Пробую согнуть ноги в коленях и что есть силы, луплю в дощатый борт. Телега остановилась. Слышу голос:
— Центурион очухался.
— Я думал, что уже не оклемается. Здорово его приложил Мариус, — ответил второй.
— Пойдем, посмотрим. — Похитители закинули на крышу возка дерюгу, прикрывающую вход и я попытаюсь, опираясь спиной о борт приподняться, что бы разглядеть их. Вместо лиц вижу два темных пятна. Мычу, желая сказать им, что я с ними сделаю. Во рту сухо. Тряпка как наждак дерет небо.
— Центурион что-то хочет нам сказать, — знакомый голос. Чувствую, рот свободный. Вынули, значит, кляп. Сказать ничего не могу. Сухо. Кроме «Э-э-э», ничего не выходит. Концентрируюсь. Выдавливаю из себя сиплое — «Пить».
После рывка за ноги, ударяюсь головой о пол возка. Похитителям все равно. Волокут. Чувствую струйку теплой воды еле-еле разбавленной вином. Пытаюсь поймать ее губами. Глотать не могу, подавился.
Меня садят, удерживают в вертикальном положении за веревку на груди. Открываю глаза. Первая мысль от увиденного: «Ну и рожа у тебя Сережа», — заросший и небритый бомжара, тычет мне в рот кожаное горлышко фляги. Цепляюсь за него зубами, пытаюсь пить, морщась от гнилого запаха, струящегося удушливой волной от похитителя.

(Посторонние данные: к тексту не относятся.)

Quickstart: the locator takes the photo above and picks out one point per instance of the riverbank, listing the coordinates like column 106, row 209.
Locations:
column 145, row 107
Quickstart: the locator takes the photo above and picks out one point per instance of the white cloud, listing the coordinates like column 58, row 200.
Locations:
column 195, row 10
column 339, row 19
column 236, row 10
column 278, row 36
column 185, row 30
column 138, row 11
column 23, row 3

«Мыши плакали, кололись, но кактус грызли», — с такой мыслью, кое-как допил противное пойло.
— Кто вы? — Спрашиваю. В ответ прилетело забвение.

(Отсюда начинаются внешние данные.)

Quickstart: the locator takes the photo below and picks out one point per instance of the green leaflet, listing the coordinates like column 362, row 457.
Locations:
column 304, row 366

Очнулся. Тело кроме холода уже ничего не чувствует. «Изверги. Хоть бы веревки ослабили, так и помереть не долго», — Пытаюсь пошевелиться — не могу. Кричу: «Помогите!». Услышали. Слава Богам!
Сняли с возка, уложили у костра.
— Развяжите, умоляю. Уже не чувствую ни рук не ног, — жалобно так прошу своих мучителей.

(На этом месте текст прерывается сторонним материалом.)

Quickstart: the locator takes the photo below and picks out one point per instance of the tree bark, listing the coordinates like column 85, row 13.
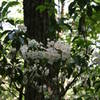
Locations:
column 37, row 28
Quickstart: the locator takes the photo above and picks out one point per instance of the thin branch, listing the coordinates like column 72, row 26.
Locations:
column 68, row 86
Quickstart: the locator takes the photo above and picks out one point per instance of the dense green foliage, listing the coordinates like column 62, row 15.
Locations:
column 77, row 77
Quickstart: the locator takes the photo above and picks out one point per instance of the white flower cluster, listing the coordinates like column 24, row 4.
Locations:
column 22, row 27
column 96, row 58
column 53, row 52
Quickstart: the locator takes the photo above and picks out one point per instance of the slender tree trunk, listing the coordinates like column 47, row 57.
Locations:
column 37, row 28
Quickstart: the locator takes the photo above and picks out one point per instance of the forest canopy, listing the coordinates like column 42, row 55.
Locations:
column 49, row 51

— А не убежишь? Ты как-никак центурион! — смеются гады.
— Нет, куда мне такому?
— Ну ладно, — это второй отозвался, — Только если дергаться начнешь, свяжем еще крепче.
Развязали. Поставили рядом деревянную миску с остывшей бурдой. Смотрю на нее и «плачу» — не то, что рукой, пальцем пошевелить не могу. Хорошо, что хоть в голове уже не шумит. Пытаюсь вспомнить, как меня угораздило попасть в неволю к этим оборванцам.
После балиней мы уснули. Нас разбудила под вечер по приказу Спуриния рабыня жены. Оделись во все новое и пошли чрез форум, благо, что близко, к консулу на званый ужин.
Там я сразу же стал объектом повышенного внимания со стороны самого консула и его гостей.
По началу пришлось поумничать: мол, еще когда судил легионные состязания, заметил в действиях двенадцатой манипулы серьезные ошибки. В атаке на линию — «кулак» важен.
Плавно растекаясь мыслями, поведал, что знал о фаланге македонцев и гоплитах. После первого кубка — о воинственной Спарте. Вспомнил и о мирмидонцах — отважных и умелых воинах. Кубка, наверное, после третьего.
Да что я? Там все упились в хлам. Помню музыку на дудках и барабаны. Танцующего с девушками Прастиния.
Я вышел в сад, отлить. Туалетов в доме не было. Отхожее место находилось в саду, вроде общественного сортира, только без дверей.